In order to transmit or receive electromagnetic signal, an antenna element must respond to an electromagnetic field traveling toward or from the desired direction. In order to respond to the electromagnetic signal, the antenna must have a finite physical extent or “aperture” in the desired polarization in order to interact with the field being transduced. One of the salient advantages of an arrangement such as that of the Praba patent is that it has finite extent in two dimensions. A planar array of planar patch antenna elements, when viewed from a direction orthogonal to the plane of the array, has a physical extent which substantially equals the patch dimension for the polarization in question. Viewed from a location within the plane of the array, however, each patch antenna has substantially zero projected extent or dimension, at least in one polarization. Consequently, the ability of a planar array of planar or patch antennas to transceive in the direction of the plane may be limited, or in antenna terms it may have relatively low “gain”. In addition to the problem of lack of projected dimension which results in low gain in the plane of the array, there is the problem that radiation to or from any one element of the array must pass by one or more adjacent antenna elements. These adjacent antenna elements tend to interact with so much field as may exist, which in turn tends to “block” the field to or from adjacent antenna elements. This interaction between mutually adjacent antenna elements of an array is termed “mutual coupling.” One manifestation of mutual coupling is a tendency of the impedance of the antenna element to be dependent on the signal transduced by the adjacent (and sometimes semi-adjacent) elements. Mutual coupling often has adverse consequences in the overall operation of the array, and may be undesired.

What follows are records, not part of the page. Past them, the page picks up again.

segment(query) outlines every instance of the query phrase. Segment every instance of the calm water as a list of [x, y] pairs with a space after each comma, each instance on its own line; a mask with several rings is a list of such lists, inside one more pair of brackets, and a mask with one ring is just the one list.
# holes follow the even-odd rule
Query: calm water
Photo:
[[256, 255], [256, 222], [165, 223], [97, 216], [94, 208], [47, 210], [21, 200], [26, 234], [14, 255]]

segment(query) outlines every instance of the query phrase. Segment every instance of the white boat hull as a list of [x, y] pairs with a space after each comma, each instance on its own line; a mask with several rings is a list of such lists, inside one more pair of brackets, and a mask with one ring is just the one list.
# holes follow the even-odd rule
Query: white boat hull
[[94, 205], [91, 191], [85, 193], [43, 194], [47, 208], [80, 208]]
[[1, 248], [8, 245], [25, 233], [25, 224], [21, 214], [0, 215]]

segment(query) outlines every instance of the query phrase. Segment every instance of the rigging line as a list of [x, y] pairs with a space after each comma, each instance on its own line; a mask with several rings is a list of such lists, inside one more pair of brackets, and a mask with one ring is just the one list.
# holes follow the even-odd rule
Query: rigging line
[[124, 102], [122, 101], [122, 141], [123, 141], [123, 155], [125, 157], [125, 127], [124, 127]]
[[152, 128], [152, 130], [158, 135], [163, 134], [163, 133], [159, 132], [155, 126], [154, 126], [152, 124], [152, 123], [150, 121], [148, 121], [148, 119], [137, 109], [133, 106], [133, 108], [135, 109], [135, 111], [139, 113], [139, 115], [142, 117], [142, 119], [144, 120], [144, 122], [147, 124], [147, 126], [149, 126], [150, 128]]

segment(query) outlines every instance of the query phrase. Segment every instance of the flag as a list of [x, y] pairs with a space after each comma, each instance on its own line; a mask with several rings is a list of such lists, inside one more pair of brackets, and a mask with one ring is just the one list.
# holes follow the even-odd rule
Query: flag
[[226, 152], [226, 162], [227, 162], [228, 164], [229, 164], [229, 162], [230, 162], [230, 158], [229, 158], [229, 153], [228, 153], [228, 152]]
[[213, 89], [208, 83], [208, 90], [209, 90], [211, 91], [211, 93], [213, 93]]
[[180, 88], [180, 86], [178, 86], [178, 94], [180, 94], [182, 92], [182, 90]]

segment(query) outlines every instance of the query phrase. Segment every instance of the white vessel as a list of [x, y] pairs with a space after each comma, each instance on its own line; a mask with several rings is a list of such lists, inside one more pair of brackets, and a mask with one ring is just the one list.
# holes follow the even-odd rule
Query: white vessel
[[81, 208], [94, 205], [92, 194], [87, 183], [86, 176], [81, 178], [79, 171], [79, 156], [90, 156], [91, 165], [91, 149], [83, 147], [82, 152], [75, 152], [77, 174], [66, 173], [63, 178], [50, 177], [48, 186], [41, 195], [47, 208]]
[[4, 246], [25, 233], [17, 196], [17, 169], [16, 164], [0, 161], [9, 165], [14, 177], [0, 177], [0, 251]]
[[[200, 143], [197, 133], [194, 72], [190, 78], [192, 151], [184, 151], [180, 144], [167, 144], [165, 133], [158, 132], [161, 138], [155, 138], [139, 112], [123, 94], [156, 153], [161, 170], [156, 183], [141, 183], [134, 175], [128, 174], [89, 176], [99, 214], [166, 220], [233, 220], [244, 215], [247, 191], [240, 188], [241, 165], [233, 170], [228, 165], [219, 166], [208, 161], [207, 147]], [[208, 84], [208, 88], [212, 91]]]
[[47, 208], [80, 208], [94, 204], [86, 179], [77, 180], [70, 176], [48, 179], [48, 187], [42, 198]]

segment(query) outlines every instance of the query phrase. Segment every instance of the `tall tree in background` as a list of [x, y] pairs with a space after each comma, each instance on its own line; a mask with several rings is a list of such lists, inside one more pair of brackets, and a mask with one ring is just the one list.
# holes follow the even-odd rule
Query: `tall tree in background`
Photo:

It is desirable to be able to produce as much radiated power as possible in the transmitting mode of the antenna array in order to maximize the power aperture efficiency. The passage of electromagnetic signal through the radome results in heating of the radome. Since the radome may also be subject to substantial solar loading, it is desirable to reduce the radome temperature.
Improved or alternative antenna arrays and elements therefor are desired.